Contact: Osler McCarthy, staff attorney for public information
512.463.1441 or click for email

Thursday, December 9, 2010

Texas Bar Foundation-financed project includes rules approved by Court since 1984

Once buried in files available only at the Texas Supreme Court, local rules approved for Texas courts are now available by computer, the result of a year-and-a-half-long project financed by the Texas Bar Foundation.

Supreme Court administrative orders from 1990 through 2001 also have been archived and posted on the Court’s web site.

“The creation of a one-stop, completely free repository of Court-approved local rules and administrative orders not only saves everyone a great deal of time,” Court archivist Tiffany Shropshire said, “but it also enhances public access to records while simultaneously preserving them.”

Update 08/17/2017: The Texas Judicial Branch Rules & Standards page is now the starting point for all local rules searches.

Click here for administrative orders.

Before this initiative, local rules governing lower courts might be available on that court’s own web site, but no central, free repository existed for all local rules in the state. Texas Rule of Civil Procedure 3a requires all courts to submit local rules to the Texas Supreme Court for approval, but verifying whether the given rules were approved would require time to inspect Supreme Court records.


The new local rules web site allows quick and accurate verification of local rules of the courts of any county, court of appeals or administrative judicial region in the state and provides a complete history of local rules for that court since Rule 3a was approved in 1984.

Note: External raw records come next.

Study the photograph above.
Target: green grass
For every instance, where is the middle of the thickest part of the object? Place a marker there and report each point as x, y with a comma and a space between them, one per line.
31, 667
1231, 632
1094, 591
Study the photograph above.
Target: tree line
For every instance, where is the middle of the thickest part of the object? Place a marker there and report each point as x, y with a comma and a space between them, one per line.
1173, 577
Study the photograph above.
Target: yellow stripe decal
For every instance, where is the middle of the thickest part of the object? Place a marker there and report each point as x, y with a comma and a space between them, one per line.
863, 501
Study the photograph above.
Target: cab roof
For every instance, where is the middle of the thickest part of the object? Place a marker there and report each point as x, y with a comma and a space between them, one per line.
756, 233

The bar foundation provided a $7,500 grant in June 2009 to convert to digital format local rules and more than a decade of administrative orders predating those first posted online in 2002. In the end, Shropshire said, the cost was $2,760 to scan and archive 15 boxes of documents.

In 2002 the Supreme Court began posting copies of all administrative orders – including local-rules approval orders – on its web site. Those postings did not include administrative orders approved before 2002. Before 1990 administrative orders were entered in oversized bound volumes that would be too expensive to copy and scan.

The objective of the Texas Bar Foundation grant was to post all orders dating to 1990 in the searchable PDF/A format that bolsters long-term preservation by assuring the self-contained digital document will be read according to its original characteristics without need for proprietary software.

“In this way,” Shropshire said, “this intrinsically valuable information is available in an archival digital format to citizens, historians, attorneys and judges for generations to come.”

Original paper records also have been arranged and processed for long-term preservation, she said.